Enfin, une idée assez répandue sur le sens au travail consiste à dire qu’il y a des métiers qui auraient du sens et d’autres non. 

Or, un travail est plus qu’un métier, c’est également un environnement, une finalité et des impératifs. Ces quatre dimensions constituent le socle de ce qui a du sens pour un individu dans sa vie professionnelle. Elles permettent un alignement plus ou moins important avec ce que l’entreprise peut lui offrir pour l’engager et le fidéliser. 

Chance a développé et éprouvé depuis plus de 8 ans ce modèle de sens individuel : 

– F pour « Finalité » : À quoi je contribue ou suis-utile par mon travail ? Quelle est ma motivation intrinsèque ? 

– E pour « Environnement » : Quel est le cadre dans lequel je peux m’épanouir et exprimer pleinement son potentiel ?

– M pour « Métier » : Les activités et les missions exercées au quotidien, à la croisée des compétences et des motivations profondes des individus

– I pour « Impératifs » : La prise en compte des impératifs géographiques, horaires, financiers etc. qui affectent les choix professionnels de chacun.

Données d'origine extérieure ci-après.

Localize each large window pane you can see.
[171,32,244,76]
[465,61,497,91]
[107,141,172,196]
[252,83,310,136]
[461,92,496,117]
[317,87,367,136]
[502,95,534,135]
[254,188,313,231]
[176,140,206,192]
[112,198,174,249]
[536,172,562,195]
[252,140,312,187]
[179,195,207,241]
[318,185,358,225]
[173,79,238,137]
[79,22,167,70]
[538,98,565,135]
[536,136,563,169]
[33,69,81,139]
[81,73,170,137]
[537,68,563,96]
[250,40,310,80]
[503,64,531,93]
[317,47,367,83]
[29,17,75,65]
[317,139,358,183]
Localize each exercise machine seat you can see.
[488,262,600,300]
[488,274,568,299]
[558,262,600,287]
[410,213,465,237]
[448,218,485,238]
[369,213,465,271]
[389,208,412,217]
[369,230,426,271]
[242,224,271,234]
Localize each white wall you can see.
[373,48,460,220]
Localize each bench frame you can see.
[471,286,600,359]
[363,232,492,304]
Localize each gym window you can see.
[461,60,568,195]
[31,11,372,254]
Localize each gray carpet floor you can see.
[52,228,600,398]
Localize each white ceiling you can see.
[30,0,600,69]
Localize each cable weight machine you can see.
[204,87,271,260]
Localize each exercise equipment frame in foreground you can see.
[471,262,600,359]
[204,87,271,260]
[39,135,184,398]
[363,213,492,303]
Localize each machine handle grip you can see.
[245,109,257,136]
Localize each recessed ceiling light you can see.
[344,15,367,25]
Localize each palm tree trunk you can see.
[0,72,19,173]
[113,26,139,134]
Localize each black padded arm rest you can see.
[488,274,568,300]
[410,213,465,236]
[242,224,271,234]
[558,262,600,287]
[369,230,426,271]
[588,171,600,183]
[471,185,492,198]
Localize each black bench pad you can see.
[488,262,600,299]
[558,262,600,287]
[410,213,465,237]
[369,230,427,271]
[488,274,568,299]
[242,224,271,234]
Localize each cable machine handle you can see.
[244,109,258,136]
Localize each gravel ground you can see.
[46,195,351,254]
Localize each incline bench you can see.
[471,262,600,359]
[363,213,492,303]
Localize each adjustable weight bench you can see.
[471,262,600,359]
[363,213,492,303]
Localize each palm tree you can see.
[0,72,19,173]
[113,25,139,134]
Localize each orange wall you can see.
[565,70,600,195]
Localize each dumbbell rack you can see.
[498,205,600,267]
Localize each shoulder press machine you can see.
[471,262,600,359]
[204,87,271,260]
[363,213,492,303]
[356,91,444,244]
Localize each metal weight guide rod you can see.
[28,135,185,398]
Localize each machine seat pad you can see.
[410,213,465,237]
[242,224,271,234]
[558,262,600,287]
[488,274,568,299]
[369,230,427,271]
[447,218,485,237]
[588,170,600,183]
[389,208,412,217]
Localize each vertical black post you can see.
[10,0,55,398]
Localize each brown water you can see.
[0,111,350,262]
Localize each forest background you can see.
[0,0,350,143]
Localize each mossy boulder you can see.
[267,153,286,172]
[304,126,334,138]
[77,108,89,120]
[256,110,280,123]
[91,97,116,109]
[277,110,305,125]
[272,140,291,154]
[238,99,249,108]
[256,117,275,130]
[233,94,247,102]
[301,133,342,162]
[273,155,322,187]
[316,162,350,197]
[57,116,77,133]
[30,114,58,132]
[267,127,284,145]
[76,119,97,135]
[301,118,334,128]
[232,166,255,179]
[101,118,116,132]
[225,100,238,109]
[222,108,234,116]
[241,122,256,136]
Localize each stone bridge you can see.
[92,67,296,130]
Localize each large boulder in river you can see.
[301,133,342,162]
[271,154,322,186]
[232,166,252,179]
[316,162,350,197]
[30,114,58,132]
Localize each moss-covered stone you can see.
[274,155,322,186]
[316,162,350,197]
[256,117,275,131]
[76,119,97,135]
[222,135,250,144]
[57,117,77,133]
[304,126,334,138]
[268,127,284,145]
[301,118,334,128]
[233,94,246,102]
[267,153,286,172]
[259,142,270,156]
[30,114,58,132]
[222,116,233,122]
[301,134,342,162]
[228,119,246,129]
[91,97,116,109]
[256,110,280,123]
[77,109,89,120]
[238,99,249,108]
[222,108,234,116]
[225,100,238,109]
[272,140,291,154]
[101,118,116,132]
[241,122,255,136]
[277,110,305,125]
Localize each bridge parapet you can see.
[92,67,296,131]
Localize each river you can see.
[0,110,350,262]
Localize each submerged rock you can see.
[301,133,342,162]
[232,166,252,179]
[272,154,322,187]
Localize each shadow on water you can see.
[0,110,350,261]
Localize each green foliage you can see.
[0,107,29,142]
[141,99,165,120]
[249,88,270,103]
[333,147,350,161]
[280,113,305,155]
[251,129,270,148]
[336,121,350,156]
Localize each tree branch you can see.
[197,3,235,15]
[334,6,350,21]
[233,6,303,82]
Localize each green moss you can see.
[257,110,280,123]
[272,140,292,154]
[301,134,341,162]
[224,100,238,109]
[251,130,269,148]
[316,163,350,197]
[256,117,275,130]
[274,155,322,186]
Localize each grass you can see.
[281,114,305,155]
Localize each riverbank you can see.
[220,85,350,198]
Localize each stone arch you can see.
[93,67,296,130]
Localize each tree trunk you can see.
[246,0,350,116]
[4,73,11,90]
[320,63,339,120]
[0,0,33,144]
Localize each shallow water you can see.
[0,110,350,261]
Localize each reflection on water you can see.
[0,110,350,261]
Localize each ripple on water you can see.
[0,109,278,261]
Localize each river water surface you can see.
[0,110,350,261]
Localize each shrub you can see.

Nous avons pu constater au cours de nos 500 000 heures de conversations de carrière le manque de connaissance que les collaborateurs ont d’eux-mêmes. Toute la puissance de ce modèle permet de dépasser leurs frustrations, exprimer leurs besoins et in fine entrer dans une logique d’alliance et de co-construction de leur projet professionnel avec leur manager. 

Ce modèle aide chacun à mieux se connaître et définir ce qui a du sens pour soi afin de trouver le meilleur alignement possible entre quête de sens individuelle et réalité en entreprise.

Il constitue un outil de pilotage managérial très puissant, utilisable quotidiennement à chaque étape de la vie du collaborateur. Ce modèle est particulièrement utile lors de phases critiques d’engagement et de fidélisation pour mieux comprendre chacun et dessiner au quotidien un projet professionnel porteur de sens : onboarding, 2 ans en poste, après un événement de vie majeur de l’individu ou bien de l’entreprise etc.

Il crée un langage partagé autour du sens individuel pour permettre aux collaborateurs, aux équipes RH et aux managers de préparer et nourrir en profondeur des conversations de carrière pertinentes et amener encore plus de personnalisation dans la relation manager-collaborateur. Les entreprises qui ont permis l’expression et l’écoute de ces quêtes de sens individuelles et accompagné le dialogue avec les équipes RH et managériales, en ressortent largement récompensées. Elles réussissent à doubler l’engagement de leurs équipes et à augmenter de 50% leur intention de rester dans l’entreprise. 

Arrêtez la fuite en avant

Certes, le manque de vision collective peut accélérer l’attrition. Mais sa définition ne favorisera pas pour autant la fidélisation de vos collaborateurs si un travail de fond n’est pas fait pour comprendre et intégrer les quêtes de sens individuelles dans vos pratiques RH et managériales. Personnaliser l’expérience collaborateur et tenir compte de la quête de sens individuelle suppose cependant de casser la logique d’égalitarisme qui fonde les politiques RH depuis toujours. Seuls quelques DRH pionniers s’y aventurent, pourtant ces deux conditions sont nécessaires pour que la magie s’opère : faire entrer en résonance une finalité collective et un sens individuel conscientisés. La pénurie des talents est structurelle, si nos pratiques de fidélisation n’évoluent pas, les entreprises s’épuiseront à remplir des puits sans fond.